Yalova-Gölcük arasında muhtelif nedenlerden(!) bir türlü bitirilemeyen bir duble yol inşaatı vardı!... Ve bu yol, İstanbul, Kocaeli, Bursa sanayilerimizi ve yurdun en önemli bölgelerini birbirine bağlayan stratejik bir yoldu ve bir türlü bitmiyordu!... Kırk kilometrelik bir yolu, sadece iki noktada bozulup öyle bırakılmış tümsek ve çukurlu yaklaşık dörtyüz metre bir mesafeden dolayı altı saat de, evet yanlış anlamadınız altı saat de geçebildik ki getirdiği maddi ve manevi zarar tartışma dışı!... Halbuki bu sorun, ileriyi gören, dirayetli, marifetli tüm yönetici ya da teknik insanların denetiminde, belli yerler yamalanıp daha sağlıklı ve daha az toplam maliyetli olarak o geçici kullanıma açılabilirdi!... Çevre az bir masrafla, bir golf sahası kadar düzgün ve özenli yapılabilirdi...Ve bu yol, işini ciddiye alan ve ceza yaptırımı uygalayan trafik görevlilerince de denetlenebilirdi...

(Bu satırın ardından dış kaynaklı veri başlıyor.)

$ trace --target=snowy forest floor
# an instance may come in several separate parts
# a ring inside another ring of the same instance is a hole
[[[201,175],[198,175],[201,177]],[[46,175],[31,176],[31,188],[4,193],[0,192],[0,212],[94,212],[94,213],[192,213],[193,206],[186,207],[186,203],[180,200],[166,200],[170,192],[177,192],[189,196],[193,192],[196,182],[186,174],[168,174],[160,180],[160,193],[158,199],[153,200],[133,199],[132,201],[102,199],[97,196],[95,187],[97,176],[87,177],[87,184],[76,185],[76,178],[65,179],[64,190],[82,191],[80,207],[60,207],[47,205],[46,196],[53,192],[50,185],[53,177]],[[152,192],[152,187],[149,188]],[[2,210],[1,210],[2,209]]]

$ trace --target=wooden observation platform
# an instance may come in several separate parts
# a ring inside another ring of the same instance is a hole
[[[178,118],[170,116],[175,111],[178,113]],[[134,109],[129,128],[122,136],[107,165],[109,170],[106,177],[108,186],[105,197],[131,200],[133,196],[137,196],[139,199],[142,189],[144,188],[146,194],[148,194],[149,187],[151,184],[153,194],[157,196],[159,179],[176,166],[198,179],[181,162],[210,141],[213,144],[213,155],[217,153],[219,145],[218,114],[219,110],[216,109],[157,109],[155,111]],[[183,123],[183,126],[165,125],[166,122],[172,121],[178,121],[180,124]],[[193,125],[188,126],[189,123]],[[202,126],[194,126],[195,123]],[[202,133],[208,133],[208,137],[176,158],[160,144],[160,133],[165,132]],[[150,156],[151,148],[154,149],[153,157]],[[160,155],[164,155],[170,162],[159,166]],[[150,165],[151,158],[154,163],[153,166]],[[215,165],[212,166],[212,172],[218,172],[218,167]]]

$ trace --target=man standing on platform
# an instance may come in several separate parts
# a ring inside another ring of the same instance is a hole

İşte bu rezilliğin içinde debelenirken, aklım Bayraktepe'de öldürülen genç insanlarımıza kilitleniyor, bu güne kadar kırkbeş insanımızın hayatına mal olmuş, sınırdaki stratejik kalemizin basında çıkan ve biriketten yapılmış olduğu gözlenen delik iki duvarına takılıyordu!... Havan saldırısı karşısında bu askerlerin nasıl kendilerini koruduklarını ve bu yoğun ateş karşısında nasıl bir karşı ateşle mücadele ettiklerini düşünüp durdum... Aklımdan yıllar önce seyrettiğim, ''Aloma Fedaileri'' filmi geldi ve geçti... Orda teknik ve fizik olarak üstün düşmana karşı verilen trajik bir insan savunması, mücadelesi vardı... O kaleden canlı çıkamıyacaklarını biliyorlardı!... Tıpkı annesiyle bu tür duyguları paylaşan o genç askerimiz gibi!... Aloma Kalesi'nde çarpışanlar bir nedenle teknik ve askeri destek alamadıkları için, kahramanca savaşıp canlarını vermişlerdi; bizim zamanında ve yerinde yeterli desteği alamayan çocuklarımız gibi!...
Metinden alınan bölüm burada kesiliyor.